WTT: Bus waiting times as a probability transform

This article builds on a previous article on the Value-Weighted Transform.

Introduction

While the previous article simply described the Value-Weighted Transform and its properties, this one goes further by showing how combining it with another assumption yields a new transform with more real-life applications.

Let’s start with the bus waiting times example again. In the previous article on the VWT, I started with an example of bus waiting times but did not dive deeply into it.

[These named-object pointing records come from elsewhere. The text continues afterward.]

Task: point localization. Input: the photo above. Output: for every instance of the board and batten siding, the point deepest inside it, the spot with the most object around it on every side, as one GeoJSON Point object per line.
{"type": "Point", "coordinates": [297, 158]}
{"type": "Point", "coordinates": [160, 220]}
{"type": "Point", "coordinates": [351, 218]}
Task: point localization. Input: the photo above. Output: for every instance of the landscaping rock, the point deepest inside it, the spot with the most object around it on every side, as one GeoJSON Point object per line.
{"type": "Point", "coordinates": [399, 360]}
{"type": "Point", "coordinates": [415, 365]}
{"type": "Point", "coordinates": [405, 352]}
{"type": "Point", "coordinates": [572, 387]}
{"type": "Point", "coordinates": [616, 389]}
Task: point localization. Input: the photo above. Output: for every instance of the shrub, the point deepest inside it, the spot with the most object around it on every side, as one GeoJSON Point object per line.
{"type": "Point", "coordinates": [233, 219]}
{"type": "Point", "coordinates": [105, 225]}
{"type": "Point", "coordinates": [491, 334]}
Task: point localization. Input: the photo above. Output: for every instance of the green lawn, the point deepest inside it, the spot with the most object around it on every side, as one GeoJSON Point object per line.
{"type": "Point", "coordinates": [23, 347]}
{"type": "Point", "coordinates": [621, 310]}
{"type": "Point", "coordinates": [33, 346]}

I simply stated that the expected waiting time of a passenger arriving during an interval of length $T$ is $\frac{T}{2}$.

The more formal assumption behind this statement is that, conditionally on the inter-bus interval a passenger arrives in, the distribution of their arrival time within that interval is uniform. This is simply a hypothesis we make, which gets more and more reasonable as the inter-bus intervals get shorter with respect to the time scale of the passenger’s arrival process. An example of where this assumption does not hold is if we consider the overnight interval between the last bus of the day and the first bus of the next day, so this model is best applied to a short period during a somewhat stable arrival regime.

Where this uniformity assumption gets interesting is when we combine it with the fact that the distribution of interval lengths as seen by the passenger is given by the Value-Weighted Transform of the original distribution of interval lengths between buses (see the previous article for a detailed explanation of this fact).

Combining these two facts, we can define the Waiting Time Transform (WTT) as a probability transform which maps a distribution supported on $\R^{+}$ (representing the distribution of time between bus arrivals) to the distribution of waiting times of a passenger.

Symmetrical case

Before we give the formal derivation, I would like to highlight an interesting fact about this model: you can formulate it equivalently in a reversed context.

Imagine you go to a hotel and ask each guest how many days they have been staying at the hotel. Here, instead of measuring the time left to wait, you measure the time already waited. But since your arrival time is independent of the guests’ stays, we can still assume that you arrive uniformly at random within a given guest’s stay. The distribution of hotel stays as observed by you is still biased towards longer stays according to the VWT, thus the distribution of time already waited is given by the WTT of the distribution of lengths of stays.

Thus, since the WTT is reversible (as we will see later), asking random guests how long they have been staying (even if they do not know when they will leave) can be used to recover the distribution of lengths of stays at the hotel as long as the uniformity assumption holds.

Derivation

Using slightly informal notation, given a probability measure $\mu$, we define its WTT as a compound distribution:

\[WTT(\mu) = \mathcal{U}\left(\left[0, VWT(\mu)\right]\right)\]

So the WTT of a distribution is always a continuous distribution supported on $\R^{+}$.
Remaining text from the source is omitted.